Abel's Integral Equations

[ber70]

If we know area under the curve, are we able to find the curve using Abel integral equations?

 

[quantumdude]

Clearly not. Let a region be bounded by the lines $x=0$, $x=1$, $y=0$, and the graph of $y=f(x)$. Let $f(x)\geq 0$ on $\[0,1\]$, and let the area of the region be 1. There is no unique solution for $f(x)$, as each of the following work:

$$f_1(x)=1$$

$$f_2(x)=2x$$

$$f_3(x)=\frac{\pi}{2}\sin(\pi x)$$

 

[ber70]

Does first type Volterra equation work?

 

[quantumdude]

Did you comprehend my answer to your first question at all?

 

[ber70]

Question:"Find the curve (or the function) y(x) for which the area under the curve is equal
to $$\frac{1}{\pi }$$th of the area formed by the rectangle whose one side is x and the other side is y(x)."

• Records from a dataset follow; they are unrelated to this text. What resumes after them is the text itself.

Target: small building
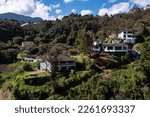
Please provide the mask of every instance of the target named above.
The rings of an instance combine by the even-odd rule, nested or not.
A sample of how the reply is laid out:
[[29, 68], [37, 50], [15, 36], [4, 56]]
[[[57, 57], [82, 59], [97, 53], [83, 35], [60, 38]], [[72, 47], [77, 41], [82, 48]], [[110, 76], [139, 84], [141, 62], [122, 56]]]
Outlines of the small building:
[[128, 53], [128, 45], [125, 43], [104, 43], [103, 52], [105, 53]]
[[[55, 66], [52, 64], [55, 62]], [[56, 68], [58, 71], [65, 71], [69, 69], [76, 69], [76, 62], [73, 58], [60, 54], [55, 61], [46, 61], [40, 63], [40, 70], [46, 70], [52, 72], [52, 69]]]
[[69, 69], [76, 69], [76, 62], [73, 58], [60, 54], [57, 57], [57, 61], [58, 61], [58, 71], [61, 70], [69, 70]]
[[48, 62], [48, 61], [41, 62], [40, 63], [40, 70], [45, 70], [45, 71], [52, 72], [52, 65], [51, 65], [51, 63]]
[[23, 62], [40, 62], [42, 61], [42, 59], [40, 59], [39, 57], [25, 57], [23, 59]]
[[131, 43], [131, 44], [134, 44], [137, 39], [133, 30], [125, 30], [119, 33], [118, 38], [122, 39], [124, 43]]
[[34, 43], [32, 41], [24, 41], [22, 42], [22, 47], [33, 45]]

I think $$\int _a^xy(t)dt=\frac{1}{\pi }y(x).x$$

give me the curve.

 

[quantumdude]

to $$\frac{1}{\pi }$$th of the area formed by the rectangle whose one side is x and the other side is y(x)."

You're dealing with a rectangle that has only two sides, one of which is not necessarily a straight line segment? Seriously?